Cari çalışılan müşterilerden kargo taşıma ücretlerini Cuma günleri toplamak da işimizin bir parçası. Yani dağıtım ve taşıma işçiliğinin yanında büyük müşterilerden tahsilat toplamak da yine bize düşüyor. Yapılan tahsilatlarda, muhasebe diliyle, kuruş farkından kaynaklanan küçük açıklar maaşımızdan kesiliyor.

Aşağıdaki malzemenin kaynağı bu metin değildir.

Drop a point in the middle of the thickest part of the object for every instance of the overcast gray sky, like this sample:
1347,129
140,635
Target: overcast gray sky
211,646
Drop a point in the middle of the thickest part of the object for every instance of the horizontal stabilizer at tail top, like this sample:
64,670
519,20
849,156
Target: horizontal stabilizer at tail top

Para kazanmak için gittiğin işyerinde, para kaybettiğine mi yanarsın, gece yarılarına kadar çalışıp aynı evde yaşadığın anne, baba ve kardeşlerinin yüzünü haftada bir kere gördüğüne mi yanarsın, seçim sizin.
Yurtiçi hapishanesinde, gerçek hapishanelerde dahi olmayan bir yasak da hastalanma yasağı. Siz veya bir yakınınız hasta ise ve bu yüzden işe gidemediyseniz suyunuz ısınmaya başladı demektir. Patronun tavrı hemen değişiyor; elinizde raporunuz olsa dahi, “Yahu sen de ne kadar zayıf bünyeliymişsin, bana sağlam adam lazım” gibi aba altından sopa gösteren konuşmalar yapılıyor.
Yurtiçi hapishanesinin en büyük sermayesi işsizlik. Yüzlerce çalışan işsizlik girdabından kurtulmak için bu kötü çalışma şartlarını kabul ediyor. Çalışanlarda mücadele bilinci maalesef yok. 12 bin çalışan, ülke çapına dağılmış şubelerde birbirinden kopuk durumda. Bu iletişimsizlik patronun işine geliyor ve Yurtiçi hapishanesi mahkûmları bir araya gelerek insan haklarına aykırı çalışma koşullarına dur diyemiyor.
Dilim döndüğünce Yurtiçi Kargo şirketinin içyüzünü anlatmaya çalıştım. Sayfanızda bana da bir yer ayırdığınız için teşekkür ederim.